Putting it in motion

High-quality design methodology, both in process and execution will always be critical to any high-functioning team. An efficient infrastructure liberates the team members from the burden of re-building and wrangling repeatable assets, cuts down on variability and error within the product experience, and removes the cognitive burden associated with smaller design decisions from the team while the work is in flight. But none of this is worth doing if it is not a vehicle for one's personal growth.
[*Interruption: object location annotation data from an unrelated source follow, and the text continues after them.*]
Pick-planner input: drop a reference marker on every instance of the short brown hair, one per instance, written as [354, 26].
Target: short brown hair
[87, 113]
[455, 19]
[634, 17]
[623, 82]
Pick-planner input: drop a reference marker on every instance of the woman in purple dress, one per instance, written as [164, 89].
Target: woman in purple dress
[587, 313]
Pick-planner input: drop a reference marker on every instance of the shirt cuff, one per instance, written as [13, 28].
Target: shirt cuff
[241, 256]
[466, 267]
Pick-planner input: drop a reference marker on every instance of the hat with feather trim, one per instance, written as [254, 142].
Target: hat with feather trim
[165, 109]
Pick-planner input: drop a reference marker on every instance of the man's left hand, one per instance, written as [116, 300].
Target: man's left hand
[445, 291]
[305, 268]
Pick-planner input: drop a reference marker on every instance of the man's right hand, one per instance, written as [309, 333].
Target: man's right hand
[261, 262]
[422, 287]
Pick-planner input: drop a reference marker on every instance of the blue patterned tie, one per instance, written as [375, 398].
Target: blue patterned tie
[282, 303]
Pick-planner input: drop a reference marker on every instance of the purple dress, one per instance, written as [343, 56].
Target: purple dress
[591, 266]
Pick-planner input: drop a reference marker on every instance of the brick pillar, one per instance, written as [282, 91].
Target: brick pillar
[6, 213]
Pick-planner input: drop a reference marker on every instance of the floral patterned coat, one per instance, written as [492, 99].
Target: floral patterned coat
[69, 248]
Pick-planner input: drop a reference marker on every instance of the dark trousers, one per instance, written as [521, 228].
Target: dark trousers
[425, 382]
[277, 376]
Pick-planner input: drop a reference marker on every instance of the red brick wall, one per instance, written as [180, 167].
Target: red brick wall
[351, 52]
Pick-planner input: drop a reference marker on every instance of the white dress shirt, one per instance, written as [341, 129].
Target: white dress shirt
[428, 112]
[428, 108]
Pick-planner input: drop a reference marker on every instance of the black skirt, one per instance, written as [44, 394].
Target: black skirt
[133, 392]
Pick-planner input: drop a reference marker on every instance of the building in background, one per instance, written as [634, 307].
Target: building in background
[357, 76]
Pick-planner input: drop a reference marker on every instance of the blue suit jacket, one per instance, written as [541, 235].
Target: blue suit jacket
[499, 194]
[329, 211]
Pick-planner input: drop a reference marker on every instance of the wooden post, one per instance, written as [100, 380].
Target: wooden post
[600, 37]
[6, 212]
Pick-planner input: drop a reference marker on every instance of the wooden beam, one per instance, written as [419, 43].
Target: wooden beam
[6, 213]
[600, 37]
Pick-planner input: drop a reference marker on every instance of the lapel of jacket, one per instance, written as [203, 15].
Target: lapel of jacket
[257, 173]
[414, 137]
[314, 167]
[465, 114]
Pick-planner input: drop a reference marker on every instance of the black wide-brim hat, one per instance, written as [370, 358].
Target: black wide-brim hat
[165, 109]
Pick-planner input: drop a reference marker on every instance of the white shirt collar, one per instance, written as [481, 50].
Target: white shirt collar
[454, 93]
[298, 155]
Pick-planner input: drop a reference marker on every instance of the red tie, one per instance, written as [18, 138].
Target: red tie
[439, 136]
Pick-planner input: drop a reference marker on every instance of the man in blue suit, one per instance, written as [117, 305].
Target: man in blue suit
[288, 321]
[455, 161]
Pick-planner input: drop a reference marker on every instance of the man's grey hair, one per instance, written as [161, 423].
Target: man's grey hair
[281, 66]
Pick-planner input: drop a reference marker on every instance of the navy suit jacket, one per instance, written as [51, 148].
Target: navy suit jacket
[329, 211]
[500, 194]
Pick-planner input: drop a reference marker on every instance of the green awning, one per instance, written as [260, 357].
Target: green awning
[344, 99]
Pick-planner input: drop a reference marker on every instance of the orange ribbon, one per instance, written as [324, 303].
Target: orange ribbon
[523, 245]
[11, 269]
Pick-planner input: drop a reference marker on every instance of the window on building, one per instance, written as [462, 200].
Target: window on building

We spend more of our waking day working than anything else and it should ultimately be a nourishing and rewarding experience.So I'll leave you with a hypothetical example of how a team would carry this through when starting a project.Let's say you start a project with a kickoff meeting (method). In this practice, the team would have a pre-set agenda for a kickoff meeting (infrastructure). The agenda had been tuned over time to assure that three criteria were met:

  • Define the problem space and objectives
  • Select design methods
  • Make a commitment to complete the work

In the kickoff, the team works together to get a sense of what they need to do for the project. They refine and agree on a problem statement (method) and an objective that they aim to meet (method).Next, the team assesses what methods they want to use to reach that objective. Is field research the best way to get the qualitative data we need? Is there existing data from our analytics platform? Is Should we do a sketching session with the team to develop a direction for a prototype? Should we use the Design Sprint methodology for this problem?Finally, there is some assessment of the path forward, an estimation of how long it will take and, based on the needs of the project and the strengths and weaknesses of the people on the team (personal growth), a determination of who should do the work. So, if it's a mobile app project and a associate designer is looking to expand their repertoire with mobile, they could take the project on with a commitment from a senior designer to advise and mentor along the way, helping them ensure that the aligns with the team's values and the work is in line with the team's design principles (infrastructure).Naturally, once the team adopted this perspective, all their dreams were fulfilled!